Huskies nab 22 points in 4th quarter for victory
By JOHN SLEEPER
SEATTLE — Aw, geez. Another trip to the Department of Redundancy Department.
Another game, another stinkin’ University of Washington fourth-quarter comeback.
Isn’t this getting a tad old? Predictable? Sheesh!
Saturday’s 35-32 Pacific-10 Conference victory against Arizona was just the latest of five Husky wins this season in which Washington had to desperately fight from behind in the fourth quarter.
The eighth-ranked Huskies (8-1, 5-1 in the Pac-10), stinko for 31/2 quarters, stormed back with 22 fourth-quarter points and came back not once, but twice in the final 81/2 minutes to put away the Wildcats before 70,411 befuddled home fans.
"Another day at Husky Stadium," said UW coach Rick Neuheisel, whose absurdly charmed but resourceful team won its fifth straight.

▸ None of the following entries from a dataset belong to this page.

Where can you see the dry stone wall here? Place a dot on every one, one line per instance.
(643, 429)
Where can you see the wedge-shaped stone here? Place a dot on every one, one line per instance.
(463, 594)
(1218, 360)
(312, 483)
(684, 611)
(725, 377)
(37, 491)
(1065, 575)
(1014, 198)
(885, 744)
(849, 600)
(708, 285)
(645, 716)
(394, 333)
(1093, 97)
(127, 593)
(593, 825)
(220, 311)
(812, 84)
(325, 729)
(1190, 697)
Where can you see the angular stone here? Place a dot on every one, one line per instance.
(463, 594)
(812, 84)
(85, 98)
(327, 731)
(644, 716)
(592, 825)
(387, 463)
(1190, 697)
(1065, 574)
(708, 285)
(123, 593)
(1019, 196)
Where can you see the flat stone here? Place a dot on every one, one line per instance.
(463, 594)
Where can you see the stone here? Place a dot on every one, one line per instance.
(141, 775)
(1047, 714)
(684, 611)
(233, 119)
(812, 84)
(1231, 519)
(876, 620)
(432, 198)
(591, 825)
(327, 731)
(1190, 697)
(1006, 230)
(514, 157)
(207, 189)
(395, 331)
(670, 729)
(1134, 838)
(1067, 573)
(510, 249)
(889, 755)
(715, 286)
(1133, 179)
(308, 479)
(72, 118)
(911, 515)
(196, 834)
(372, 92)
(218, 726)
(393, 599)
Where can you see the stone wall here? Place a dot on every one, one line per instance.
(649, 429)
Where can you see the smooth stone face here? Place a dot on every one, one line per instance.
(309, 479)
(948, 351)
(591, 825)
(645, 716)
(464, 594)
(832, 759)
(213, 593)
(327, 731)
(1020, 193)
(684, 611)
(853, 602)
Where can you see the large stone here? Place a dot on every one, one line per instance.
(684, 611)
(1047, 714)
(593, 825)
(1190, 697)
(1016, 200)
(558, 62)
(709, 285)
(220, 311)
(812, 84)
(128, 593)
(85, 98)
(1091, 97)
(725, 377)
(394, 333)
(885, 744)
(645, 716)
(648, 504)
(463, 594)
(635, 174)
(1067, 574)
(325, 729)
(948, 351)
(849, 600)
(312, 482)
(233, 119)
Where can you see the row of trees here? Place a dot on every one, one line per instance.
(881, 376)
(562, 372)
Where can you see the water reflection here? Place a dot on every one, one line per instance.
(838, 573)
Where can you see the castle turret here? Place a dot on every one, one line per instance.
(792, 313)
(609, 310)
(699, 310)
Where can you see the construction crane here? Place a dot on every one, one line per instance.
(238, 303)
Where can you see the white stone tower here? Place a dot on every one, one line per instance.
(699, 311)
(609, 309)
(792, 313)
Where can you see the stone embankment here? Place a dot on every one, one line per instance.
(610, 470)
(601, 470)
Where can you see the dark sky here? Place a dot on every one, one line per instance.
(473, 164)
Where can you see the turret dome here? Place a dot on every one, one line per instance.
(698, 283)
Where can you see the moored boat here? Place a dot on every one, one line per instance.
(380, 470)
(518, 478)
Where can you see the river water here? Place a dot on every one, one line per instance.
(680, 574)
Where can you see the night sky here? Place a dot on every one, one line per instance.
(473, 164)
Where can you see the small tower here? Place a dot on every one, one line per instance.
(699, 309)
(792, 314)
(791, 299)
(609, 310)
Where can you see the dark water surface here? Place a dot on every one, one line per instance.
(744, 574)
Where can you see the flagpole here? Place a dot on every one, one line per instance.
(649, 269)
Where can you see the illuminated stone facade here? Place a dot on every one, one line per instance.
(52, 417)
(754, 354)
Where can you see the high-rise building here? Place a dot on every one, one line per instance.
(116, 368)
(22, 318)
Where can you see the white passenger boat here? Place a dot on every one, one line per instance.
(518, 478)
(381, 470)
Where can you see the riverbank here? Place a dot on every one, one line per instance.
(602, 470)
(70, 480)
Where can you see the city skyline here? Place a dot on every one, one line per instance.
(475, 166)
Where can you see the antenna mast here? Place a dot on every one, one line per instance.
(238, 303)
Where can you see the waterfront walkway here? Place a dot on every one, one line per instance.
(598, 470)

Only, it wasn’t just another day at Husky Stadium.
It was the first game for the Huskies since their senior strong safety, Curtis Williams, injured his spinal cord against Stanford. Pregame ceremonies honoring Williams either did or didn’t take away players’ focus, depending on who’s talking.
Nevertheless, the Huskies appeared to play in an emotional and mental fog for much of the game. They missed a slew of tackles, committed mind-numbingly brainless penalties and had four turnovers.
Still, they scratched back from a 25-10 deficit midway through the third quarter and stormed back to take a 28-25 lead on a spinning, balancing act of a 23-yard touchdown run by Willie Hurst with 8:31 left in the game.
Hurst led the Huskies with 116 yards on eight carries. All but 7 yards came in the fourth quarter, when he also scored on a 65-yard option pitch to cut Arizona’s lead to 25-20.
But while purple-clad fans were busy congratulating each other for another well-deserved comeback win, they missed Leo Mills’ touchdown from 51 yards out that gave the Wildcats (3-3, 5-4) a 32-28 advantage with 4:48 remaining.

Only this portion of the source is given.